É importante não esquecer que a partir de 1979 comecei a participar de uma Banda Marcial e a ter aulas de Piano, que foram fatos relevantes, mas ficam para uma crônica própria sobre o assunto. O que importa aqui é o desfecho de minha paixão por Beatles fase um, que culmina no dia de meu aniversário, em 1981. Eu já tinha comprado outros discos dos Fab Four, me lembro, principalmente a coletânea azul 1967-1970 que me introduziu à fase psicodélica, I Am The Walrus ... E o véio Flávio me enrolou um mês dizendo que não tinha dinheiro para me dar todos os que faltavam, a maioria, de uma só vez.

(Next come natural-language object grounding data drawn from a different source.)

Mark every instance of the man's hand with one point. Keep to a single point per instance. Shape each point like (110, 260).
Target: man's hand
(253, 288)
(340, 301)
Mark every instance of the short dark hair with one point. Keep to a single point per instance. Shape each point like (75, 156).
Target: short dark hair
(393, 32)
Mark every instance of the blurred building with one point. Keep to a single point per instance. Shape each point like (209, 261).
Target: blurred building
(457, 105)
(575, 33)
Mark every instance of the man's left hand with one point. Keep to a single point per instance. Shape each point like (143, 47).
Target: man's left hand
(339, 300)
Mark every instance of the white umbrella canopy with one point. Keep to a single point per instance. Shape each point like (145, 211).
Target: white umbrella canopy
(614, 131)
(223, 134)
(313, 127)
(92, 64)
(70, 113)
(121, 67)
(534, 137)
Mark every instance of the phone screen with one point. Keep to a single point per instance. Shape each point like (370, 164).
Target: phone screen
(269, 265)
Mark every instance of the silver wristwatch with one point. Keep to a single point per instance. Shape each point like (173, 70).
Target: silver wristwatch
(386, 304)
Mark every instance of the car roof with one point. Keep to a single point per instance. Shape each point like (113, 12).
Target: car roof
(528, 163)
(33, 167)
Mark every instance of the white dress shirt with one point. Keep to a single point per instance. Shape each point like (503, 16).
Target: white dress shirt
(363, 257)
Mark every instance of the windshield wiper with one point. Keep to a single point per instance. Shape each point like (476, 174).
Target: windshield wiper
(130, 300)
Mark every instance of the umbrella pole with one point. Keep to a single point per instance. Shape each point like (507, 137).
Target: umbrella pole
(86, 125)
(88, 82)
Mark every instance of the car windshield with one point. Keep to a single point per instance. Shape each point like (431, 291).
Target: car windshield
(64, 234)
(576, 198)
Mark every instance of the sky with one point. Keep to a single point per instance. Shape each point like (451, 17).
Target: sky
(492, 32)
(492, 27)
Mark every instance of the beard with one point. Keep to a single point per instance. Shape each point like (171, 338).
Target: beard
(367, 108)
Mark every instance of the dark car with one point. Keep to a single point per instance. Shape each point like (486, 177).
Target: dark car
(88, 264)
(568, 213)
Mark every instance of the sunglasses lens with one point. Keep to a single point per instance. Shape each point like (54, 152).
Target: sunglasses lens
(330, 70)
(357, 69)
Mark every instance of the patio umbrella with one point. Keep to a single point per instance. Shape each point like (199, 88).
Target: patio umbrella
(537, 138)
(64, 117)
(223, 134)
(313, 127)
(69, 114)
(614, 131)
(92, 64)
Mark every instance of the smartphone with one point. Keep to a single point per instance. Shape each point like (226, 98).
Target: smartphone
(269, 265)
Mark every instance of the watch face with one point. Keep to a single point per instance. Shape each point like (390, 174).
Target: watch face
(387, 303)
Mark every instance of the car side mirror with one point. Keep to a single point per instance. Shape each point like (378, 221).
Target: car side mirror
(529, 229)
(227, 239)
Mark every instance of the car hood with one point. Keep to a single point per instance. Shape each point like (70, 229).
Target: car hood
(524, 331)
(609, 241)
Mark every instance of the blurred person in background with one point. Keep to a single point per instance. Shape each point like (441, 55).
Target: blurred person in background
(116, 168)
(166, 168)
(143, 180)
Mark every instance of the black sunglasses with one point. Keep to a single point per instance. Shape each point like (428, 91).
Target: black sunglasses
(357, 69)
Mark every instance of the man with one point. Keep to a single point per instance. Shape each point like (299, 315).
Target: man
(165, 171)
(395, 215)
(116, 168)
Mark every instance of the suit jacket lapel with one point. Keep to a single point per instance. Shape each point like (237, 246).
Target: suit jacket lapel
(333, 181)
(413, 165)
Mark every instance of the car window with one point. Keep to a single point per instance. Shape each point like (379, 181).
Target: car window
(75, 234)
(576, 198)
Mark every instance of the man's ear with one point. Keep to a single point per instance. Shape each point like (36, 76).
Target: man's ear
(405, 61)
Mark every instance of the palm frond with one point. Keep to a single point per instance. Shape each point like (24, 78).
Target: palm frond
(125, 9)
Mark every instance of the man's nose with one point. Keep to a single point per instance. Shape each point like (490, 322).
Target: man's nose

Me pediu listas de outras bandas cujos discos eram mais baratos, ai, que embromação. Boa tática, pois aprendi com aquela lição o valor inestimável e insubstituível que tem uma surpresa. Puxou, à noite, depois de chegar em casa, de cima do roupeiro que hoje está em meu quarto de casado, duas sacolas da Pop Som contendo uns 15 discos cada uma. Também descobri o poder da catarse, do amor do pai, do que significaram os Beatles, da magia da música naquela noite. Eu que já lera a edição especial sobre o conjunto editada pala Somtrês escrita por Marco Antônio Malagoli, entrei em êxtase ao ver o Sargeant Pepper’s se materializar em minha frente, ele e todos os seus colegas que eu tanto imaginara de olhar para o anúncio da coleção que vinha em capas de papelão que protegiam os discos. Todas aquelas maravilhas, novinhas, cheirando a novas, que momento inesquecível presenciou aquele meu velho Três em Um – que ainda funciona, e bem, hoje em dia.

2 comentários:

Fred Benning disse...

David, que legal kra, todas essas recordações de criança, tambem tento preservar as minhas.

Abração

Anônimo disse...

Beleza Fred Wood. obrigado. Quem sabe tu escreves algo Também. Abraços!